[RFE] openvswitch-agent support rootwrap daemon when hypervisor is XenServer

Bug #1585510 reported by huan
8
This bug affects 1 person
Affects Status Importance Assigned to Milestone
neutron
Fix Released
Wishlist
Jianghua Wang
oslo.rootwrap
Won't Fix
Undecided
Unassigned

Bug Description

As titled, when XenServer is hypervisor we want to implement rootwrap daemon mode in neutron-openvswitch-agent which runs in compute node.
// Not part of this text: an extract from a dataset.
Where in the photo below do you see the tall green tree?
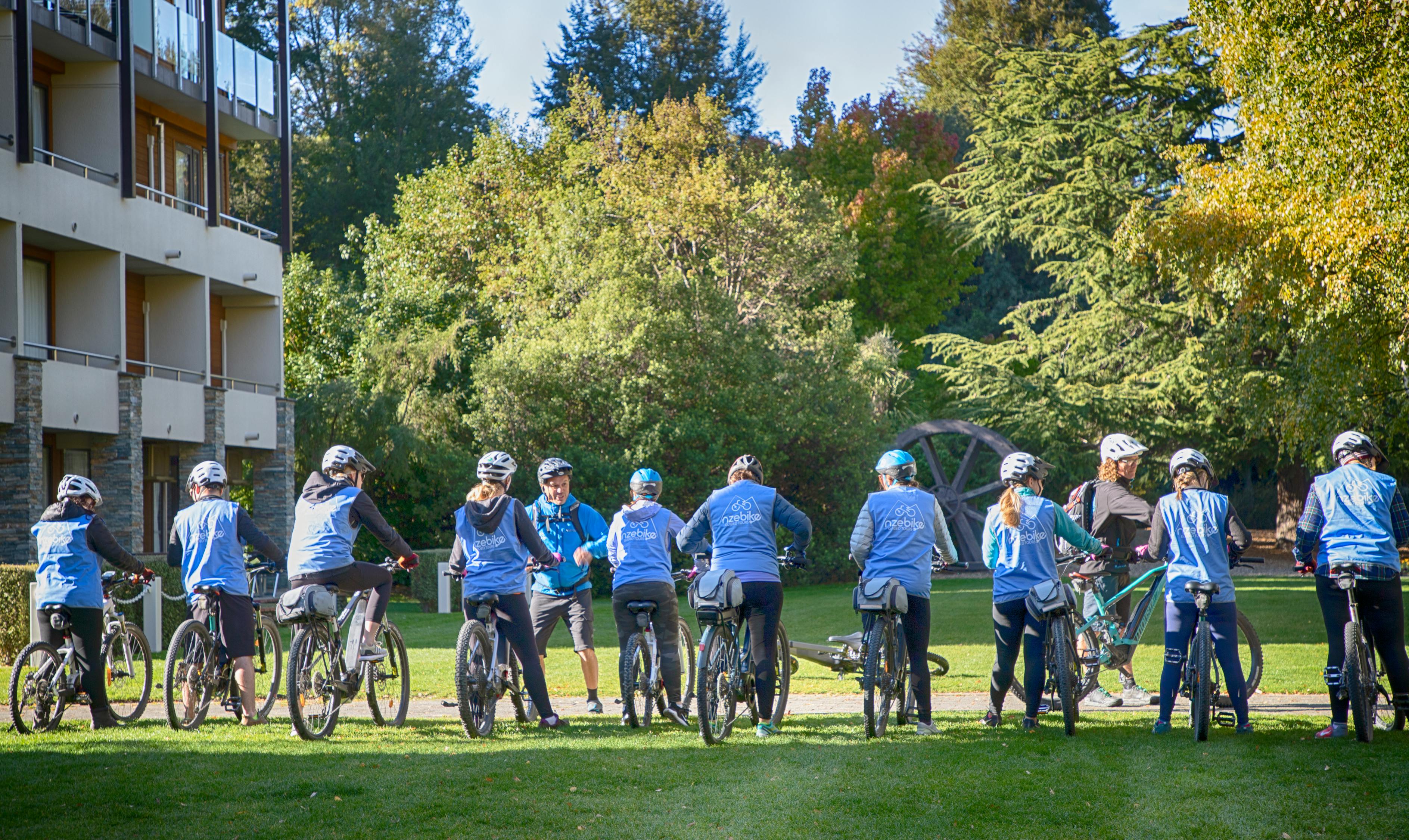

neutron-openvswitch-agent which runs in compute node(DomU) cannot support rootwrap daemon mode. This is because XenServer has the seperation of Dom0(privileged domain) and DomU(user domain), br-int bridge of neutron-openvswitch-agent(in compute node) resides in Dom0, so all the ovs-vsctl/ovs-ofctl/iptables/ipset commands executed by neutron-openvswitch-agent(in compute node) need to be executed in Dom0 not DomU which is different with other hypervisors.

https://github.com/openstack/neutron/blob/master/bin/neutron-rootwrap-xen-dom0 is current implementation but cannot support rootwrap daemon.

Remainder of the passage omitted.